# Advanced MongoDB Aggregations
Demonstrating complex aggregation pipelines across sharded collections

In [None]:
import sys
!{sys.executable} -m pip install pandas pymongo --quiet

from pymongo import MongoClient
import pandas as pd
from datetime import datetime, timedelta
import json

def print_mongo(obj):
    print(json.dumps(obj, indent=2, default=str))

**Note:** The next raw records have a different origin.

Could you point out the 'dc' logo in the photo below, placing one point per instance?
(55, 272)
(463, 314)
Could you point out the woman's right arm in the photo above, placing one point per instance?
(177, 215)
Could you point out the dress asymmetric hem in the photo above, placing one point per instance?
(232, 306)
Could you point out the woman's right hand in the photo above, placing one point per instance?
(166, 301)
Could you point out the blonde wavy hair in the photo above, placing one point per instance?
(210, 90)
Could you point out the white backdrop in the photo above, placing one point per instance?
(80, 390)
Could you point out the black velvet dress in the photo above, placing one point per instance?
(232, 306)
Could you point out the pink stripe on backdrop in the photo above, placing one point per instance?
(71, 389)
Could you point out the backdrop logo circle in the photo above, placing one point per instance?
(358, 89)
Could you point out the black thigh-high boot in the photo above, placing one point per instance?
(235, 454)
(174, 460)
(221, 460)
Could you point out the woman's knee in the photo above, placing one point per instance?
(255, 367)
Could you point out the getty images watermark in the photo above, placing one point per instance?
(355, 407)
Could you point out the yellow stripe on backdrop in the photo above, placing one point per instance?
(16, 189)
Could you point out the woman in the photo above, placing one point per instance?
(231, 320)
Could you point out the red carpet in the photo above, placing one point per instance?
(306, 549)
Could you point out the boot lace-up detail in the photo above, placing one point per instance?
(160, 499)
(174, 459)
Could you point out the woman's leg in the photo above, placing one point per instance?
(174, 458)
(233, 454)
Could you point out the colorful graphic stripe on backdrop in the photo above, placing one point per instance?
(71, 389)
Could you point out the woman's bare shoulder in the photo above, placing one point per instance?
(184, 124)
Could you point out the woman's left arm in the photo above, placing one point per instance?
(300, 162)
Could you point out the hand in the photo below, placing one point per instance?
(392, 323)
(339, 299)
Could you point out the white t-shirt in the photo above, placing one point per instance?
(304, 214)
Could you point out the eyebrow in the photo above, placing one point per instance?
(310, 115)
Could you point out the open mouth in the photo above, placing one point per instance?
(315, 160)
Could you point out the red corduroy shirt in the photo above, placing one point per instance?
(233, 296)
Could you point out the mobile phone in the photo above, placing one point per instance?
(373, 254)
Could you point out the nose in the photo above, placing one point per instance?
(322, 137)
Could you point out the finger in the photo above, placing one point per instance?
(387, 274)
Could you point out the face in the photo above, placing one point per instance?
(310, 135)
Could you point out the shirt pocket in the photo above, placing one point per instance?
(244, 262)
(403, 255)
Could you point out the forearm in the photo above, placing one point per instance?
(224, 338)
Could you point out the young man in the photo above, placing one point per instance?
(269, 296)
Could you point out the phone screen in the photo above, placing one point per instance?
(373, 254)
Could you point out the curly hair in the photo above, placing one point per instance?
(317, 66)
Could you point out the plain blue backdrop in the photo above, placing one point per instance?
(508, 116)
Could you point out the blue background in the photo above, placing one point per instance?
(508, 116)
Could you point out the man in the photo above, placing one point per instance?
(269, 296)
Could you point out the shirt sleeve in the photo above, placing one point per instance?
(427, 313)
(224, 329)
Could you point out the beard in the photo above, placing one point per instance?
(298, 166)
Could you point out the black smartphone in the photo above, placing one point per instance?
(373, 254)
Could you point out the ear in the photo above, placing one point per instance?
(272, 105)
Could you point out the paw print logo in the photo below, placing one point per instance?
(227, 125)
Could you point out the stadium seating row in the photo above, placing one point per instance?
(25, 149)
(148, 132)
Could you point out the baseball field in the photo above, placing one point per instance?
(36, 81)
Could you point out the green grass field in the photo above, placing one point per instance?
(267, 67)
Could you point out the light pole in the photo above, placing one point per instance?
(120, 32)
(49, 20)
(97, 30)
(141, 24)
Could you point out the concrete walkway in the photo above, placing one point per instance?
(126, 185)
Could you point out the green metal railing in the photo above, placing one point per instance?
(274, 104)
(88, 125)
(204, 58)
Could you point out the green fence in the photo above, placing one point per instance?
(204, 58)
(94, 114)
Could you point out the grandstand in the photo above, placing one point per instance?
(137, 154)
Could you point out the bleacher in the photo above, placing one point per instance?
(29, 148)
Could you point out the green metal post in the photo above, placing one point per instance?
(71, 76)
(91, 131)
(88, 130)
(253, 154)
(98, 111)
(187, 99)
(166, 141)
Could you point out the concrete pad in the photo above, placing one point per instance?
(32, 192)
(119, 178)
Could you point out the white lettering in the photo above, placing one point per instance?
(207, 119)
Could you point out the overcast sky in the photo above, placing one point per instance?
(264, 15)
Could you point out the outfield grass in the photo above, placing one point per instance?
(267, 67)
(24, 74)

client = MongoClient('mongodb://admin:admin@router1:27017/businessdb?authSource=admin')
db = client.businessdb
print("Connected to MongoDB")

## Example 1: Industry Analysis with Multi-Stage Pipeline
Complex analysis of organizations by industry, country, and employee count

In [None]:
pipeline = [
    # Stage 1: Group by industry and country
    {"$group": {
        "_id": {
            "industry": "$industry",
            "country": "$country"
        },
        "totalCompanies": {"$sum": 1},
        "totalEmployees": {"$sum": "$numberOfEmployees"},
        "avgEmployees": {"$avg": "$numberOfEmployees"},
        "companies": {"$push": {
            "name": "$name",
            "employees": "$numberOfEmployees"
        }}
    }},
    # Stage 2: Group by industry for summary
    {"$group": {
        "_id": "$_id.industry",
        "totalCountries": {"$sum": 1},
        "totalCompanies": {"$sum": "$totalCompanies"},
        "totalEmployees": {"$sum": "$totalEmployees"},
        "avgEmployees": {"$avg": "$avgEmployees"},
        "countries": {"$push": {
            "country": "$_id.country",
            "totalCompanies": "$totalCompanies",
            "totalEmployees": "$totalEmployees",
            "avgEmployees": "$avgEmployees",
            "companies": "$companies"
        }}
    }}
]

result = db.organizations.aggregate(pipeline)
print_mongo(list(result))